UNA MIMOSA PER LA SCRITTRICE DANIELA GRANDINETTI
Ogni scrittrice merita una mimosa perché in ogni libro vivono passione, amore, timori, aspettative, ambizioni, piacere e fatica di ogni donna che ama scrivere. Da qui nasce una mimosa per Daniela Grandinetti, scrittrice calabrese, nelle librerie in questi giorni con il suo ultimo romanzo “Luna Pietra” edito A&B.
Un romanzo ambientato in un piccolo borgo montano nell’ Appennino calabrese, Sovara, e in un tempo che tiene insieme i primi anni del Novecento e il presente. Cosma, Rosaria, Elvira, Cettina, Angela e Tilde sono le donne le cui vite nel romanzo si intrecciano, in un continuum tra nonna e nipote, madre e figlia, amiche e sorelle in un groviglio di solitudine, lacrime, violenze, stupro, aborto clandestino, menzogne, tradimenti, segreti, rancori, paura, rabbia, disprezzo, compassione, riconciliazione, morte e rinascita.

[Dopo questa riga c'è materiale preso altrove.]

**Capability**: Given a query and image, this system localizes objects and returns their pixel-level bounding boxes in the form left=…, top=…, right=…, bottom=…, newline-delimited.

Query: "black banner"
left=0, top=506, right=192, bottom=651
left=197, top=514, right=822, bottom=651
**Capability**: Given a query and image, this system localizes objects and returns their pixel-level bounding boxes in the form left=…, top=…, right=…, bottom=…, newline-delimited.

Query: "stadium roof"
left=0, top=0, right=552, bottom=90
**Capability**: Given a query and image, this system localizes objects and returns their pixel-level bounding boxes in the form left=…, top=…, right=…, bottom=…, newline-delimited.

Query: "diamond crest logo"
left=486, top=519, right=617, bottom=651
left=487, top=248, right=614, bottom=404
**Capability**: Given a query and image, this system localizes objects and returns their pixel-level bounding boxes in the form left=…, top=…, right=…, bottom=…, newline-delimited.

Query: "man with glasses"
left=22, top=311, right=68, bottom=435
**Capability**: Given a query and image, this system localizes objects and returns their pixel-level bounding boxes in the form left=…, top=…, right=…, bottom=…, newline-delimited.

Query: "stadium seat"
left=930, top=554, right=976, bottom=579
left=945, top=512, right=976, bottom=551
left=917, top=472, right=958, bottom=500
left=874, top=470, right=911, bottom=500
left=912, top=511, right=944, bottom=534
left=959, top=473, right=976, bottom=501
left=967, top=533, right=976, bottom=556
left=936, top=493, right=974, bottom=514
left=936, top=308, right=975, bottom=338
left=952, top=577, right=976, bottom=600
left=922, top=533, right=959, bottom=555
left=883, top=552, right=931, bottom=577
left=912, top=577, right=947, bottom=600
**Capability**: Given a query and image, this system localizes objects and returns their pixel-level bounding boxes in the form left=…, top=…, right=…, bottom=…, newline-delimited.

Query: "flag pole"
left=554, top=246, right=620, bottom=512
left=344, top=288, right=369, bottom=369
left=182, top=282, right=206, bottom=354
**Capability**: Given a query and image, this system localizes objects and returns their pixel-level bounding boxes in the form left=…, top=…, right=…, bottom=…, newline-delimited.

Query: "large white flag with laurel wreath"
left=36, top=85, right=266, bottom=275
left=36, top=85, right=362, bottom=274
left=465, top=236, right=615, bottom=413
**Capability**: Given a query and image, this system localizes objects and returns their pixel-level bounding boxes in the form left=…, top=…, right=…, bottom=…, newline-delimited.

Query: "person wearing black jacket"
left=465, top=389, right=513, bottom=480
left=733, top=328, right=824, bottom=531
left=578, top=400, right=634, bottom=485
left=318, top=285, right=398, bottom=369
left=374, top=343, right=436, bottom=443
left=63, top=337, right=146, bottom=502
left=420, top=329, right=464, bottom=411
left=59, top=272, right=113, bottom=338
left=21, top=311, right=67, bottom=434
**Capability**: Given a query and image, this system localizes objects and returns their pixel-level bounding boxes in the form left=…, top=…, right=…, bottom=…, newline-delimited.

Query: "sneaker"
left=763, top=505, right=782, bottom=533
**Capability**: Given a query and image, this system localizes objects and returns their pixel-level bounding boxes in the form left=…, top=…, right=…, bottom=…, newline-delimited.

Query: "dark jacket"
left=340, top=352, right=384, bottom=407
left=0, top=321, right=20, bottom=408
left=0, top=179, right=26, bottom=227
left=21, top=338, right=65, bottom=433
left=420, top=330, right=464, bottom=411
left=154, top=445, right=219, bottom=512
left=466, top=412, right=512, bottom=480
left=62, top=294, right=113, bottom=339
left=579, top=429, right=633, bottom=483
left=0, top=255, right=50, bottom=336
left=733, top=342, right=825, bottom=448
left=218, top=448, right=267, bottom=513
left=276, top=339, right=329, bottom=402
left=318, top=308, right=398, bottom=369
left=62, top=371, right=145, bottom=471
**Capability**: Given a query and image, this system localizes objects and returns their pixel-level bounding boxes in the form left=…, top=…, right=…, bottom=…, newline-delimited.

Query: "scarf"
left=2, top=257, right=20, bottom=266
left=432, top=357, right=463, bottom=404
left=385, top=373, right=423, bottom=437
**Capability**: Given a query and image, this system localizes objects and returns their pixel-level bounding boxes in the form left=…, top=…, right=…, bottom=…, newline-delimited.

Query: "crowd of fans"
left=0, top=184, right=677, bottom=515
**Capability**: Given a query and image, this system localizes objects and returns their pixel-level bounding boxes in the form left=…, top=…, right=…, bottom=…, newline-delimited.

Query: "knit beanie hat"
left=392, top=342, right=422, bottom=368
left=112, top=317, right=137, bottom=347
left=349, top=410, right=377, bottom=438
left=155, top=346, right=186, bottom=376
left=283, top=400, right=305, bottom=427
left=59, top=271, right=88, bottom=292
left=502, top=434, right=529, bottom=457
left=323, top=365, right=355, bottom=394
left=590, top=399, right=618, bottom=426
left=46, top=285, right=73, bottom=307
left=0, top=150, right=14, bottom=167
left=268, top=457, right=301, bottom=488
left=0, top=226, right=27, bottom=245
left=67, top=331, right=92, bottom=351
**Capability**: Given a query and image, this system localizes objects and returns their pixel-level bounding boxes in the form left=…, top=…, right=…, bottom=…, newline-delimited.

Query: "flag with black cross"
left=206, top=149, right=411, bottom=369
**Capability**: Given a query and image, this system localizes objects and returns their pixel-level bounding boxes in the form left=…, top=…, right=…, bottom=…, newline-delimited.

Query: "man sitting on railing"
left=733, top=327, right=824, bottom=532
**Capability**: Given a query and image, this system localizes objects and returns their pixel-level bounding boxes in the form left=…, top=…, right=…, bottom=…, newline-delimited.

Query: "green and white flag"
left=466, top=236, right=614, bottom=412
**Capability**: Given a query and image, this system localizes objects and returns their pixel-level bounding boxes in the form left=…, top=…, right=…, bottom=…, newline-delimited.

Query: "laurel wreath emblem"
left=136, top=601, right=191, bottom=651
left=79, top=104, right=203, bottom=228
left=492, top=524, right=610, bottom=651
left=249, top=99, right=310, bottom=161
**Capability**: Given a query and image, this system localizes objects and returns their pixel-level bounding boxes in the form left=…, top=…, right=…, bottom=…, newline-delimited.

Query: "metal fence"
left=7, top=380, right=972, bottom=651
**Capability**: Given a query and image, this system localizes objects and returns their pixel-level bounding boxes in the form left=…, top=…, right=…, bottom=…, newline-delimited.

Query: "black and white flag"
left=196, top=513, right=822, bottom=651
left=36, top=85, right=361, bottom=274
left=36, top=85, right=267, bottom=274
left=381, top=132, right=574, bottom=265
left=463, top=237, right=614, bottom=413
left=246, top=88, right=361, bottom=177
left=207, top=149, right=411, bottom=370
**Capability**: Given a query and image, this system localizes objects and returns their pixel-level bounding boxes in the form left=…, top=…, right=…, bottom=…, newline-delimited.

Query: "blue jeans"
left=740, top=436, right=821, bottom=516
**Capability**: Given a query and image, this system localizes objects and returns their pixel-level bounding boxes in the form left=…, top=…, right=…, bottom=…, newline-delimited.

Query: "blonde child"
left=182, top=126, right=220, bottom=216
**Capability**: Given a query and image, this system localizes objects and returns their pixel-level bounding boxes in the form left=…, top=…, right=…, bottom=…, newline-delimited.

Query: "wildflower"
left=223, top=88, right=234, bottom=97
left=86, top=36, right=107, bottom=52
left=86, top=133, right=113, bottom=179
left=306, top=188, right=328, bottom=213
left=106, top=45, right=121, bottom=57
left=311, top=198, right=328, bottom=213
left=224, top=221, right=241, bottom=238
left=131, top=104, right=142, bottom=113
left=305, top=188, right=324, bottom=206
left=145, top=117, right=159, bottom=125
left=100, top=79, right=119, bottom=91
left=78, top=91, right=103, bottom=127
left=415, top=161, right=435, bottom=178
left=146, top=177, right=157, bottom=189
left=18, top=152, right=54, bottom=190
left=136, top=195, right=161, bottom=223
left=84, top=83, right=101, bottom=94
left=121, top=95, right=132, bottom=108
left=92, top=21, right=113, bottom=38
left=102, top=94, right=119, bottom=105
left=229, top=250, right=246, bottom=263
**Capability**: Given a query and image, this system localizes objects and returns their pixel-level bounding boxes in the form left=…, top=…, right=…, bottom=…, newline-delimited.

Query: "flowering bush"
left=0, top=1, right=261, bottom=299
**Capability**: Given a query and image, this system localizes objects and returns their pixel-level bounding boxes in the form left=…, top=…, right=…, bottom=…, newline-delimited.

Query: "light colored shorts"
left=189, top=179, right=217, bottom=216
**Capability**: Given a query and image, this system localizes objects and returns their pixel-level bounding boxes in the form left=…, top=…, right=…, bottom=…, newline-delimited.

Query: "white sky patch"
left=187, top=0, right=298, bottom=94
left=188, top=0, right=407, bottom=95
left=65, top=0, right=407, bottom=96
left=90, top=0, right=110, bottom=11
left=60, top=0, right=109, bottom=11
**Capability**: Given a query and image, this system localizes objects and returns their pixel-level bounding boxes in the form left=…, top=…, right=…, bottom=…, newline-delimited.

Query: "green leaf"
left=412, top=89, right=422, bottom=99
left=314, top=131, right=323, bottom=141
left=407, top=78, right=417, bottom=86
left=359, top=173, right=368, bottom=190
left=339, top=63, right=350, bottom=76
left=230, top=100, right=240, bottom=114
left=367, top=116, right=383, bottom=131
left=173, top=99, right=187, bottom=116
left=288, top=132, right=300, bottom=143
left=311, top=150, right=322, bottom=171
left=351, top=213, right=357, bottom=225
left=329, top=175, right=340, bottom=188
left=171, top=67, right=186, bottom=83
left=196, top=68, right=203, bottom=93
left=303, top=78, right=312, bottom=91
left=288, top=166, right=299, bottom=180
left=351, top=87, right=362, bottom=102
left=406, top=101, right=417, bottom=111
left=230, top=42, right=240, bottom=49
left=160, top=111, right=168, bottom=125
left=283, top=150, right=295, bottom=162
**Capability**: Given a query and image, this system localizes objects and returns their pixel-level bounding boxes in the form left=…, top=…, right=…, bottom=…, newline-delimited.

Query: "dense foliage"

Tutto ruota intorno a Cettina, alla sua amicizia con Tilde, che cresciute insieme resteranno sempre unite anche quando lei parte e l’altra resta, e al fantasma di Cosma, la “bella contadina morta giovane e che gli anziani del paese raccontavano corresse per i vicoli a seminare vento, tempesta e malasorte”.
Un fantasma, divenuto leggenda, che ha accompagnato, nel racconto di nonna Rosaria, l’infanzia e l’adolescenza di Cettina. Un fantasma che la accoglie e la protegge quando ha paura del padre che picchia rabbiosamente Elvira, sua madre. Una madre che lei vorrebbe salvare ma non sa come fare anche perché non vuole essere salvata, almeno è quello che pensa. Da qui la sua rabbia verso di lei e i sensi di colpa verso sé stessa.
Quel fantasma, il cui volto le somiglia e torna in tutti i suoi disegni e nei suoi scritti, non è che l’ombra di sé stessa, che cerca di rassicurarla e placare le sue paure. Scrivere e disegnare sono le cose che lei ama “di più” ed è per diventare pittrice che lascia quell’inferno e si trasferisce a Milano, dove frequenta per un anno l’Accademia. Un sogno quello di pittrice che abbandonerà, dandole un senso di fallimento, e si accontenterà di vivere malamente il sogno dell’altro, del suo compagno, un pittore famoso.
Il passato anche se si cerca di dimenticare, di rimuovere, come fa Cettina, non si cancella, ed è così che quando decide di ritornare al suo paese e nella casa del padre i ricordi tornano tutti e le chiedono di essere accolti, elaborati, attraversati, con tutto il groviglio di sentimenti negativi che si porta dentro e che chiede di essere sciolto, se vuole lasciarsi davvero il passato alle spalle e ricominciare a vivere.
La nonna, la madre sono morte, il padre “origine di tutto quel male”, da lei sempre disprezzato, è ormai vecchio ed ammalato, è innocuo, e se non lo può amare e perdonare cercherà almeno di averne compassione. Rivive la pena che, da piccola, provava per sua madre, “una donna triste” dallo “sguardo spento” dalla violenza di un uomo che non l’amava e la tradiva.
Solo dopo aver letto una lettera della madre scritta per lei prima di morire in cui le svela l’ultimo segreto e le chiede di essere assolta, Cettina si riconcilia con lei e con sé stessa, superando ogni rabbia e risentimento. Con Tilde si confessano per la prima volta bugie e segreti che “forse – dice l’amica – avremmo dovuto confessarci prima”.
Cettina può ricominciare a vivere con accanto l’ombra di Cosma che finalmente ha trovato la sua quiete. Un romanzo triste ma vero, che suscita sdegno per le tante vite di donne distrutte dalla violenza e dal dominio maschile, in una Calabria che, grazie alle donne, non c’è più se non nello spopolamento dei suoi borghi, come Sovara.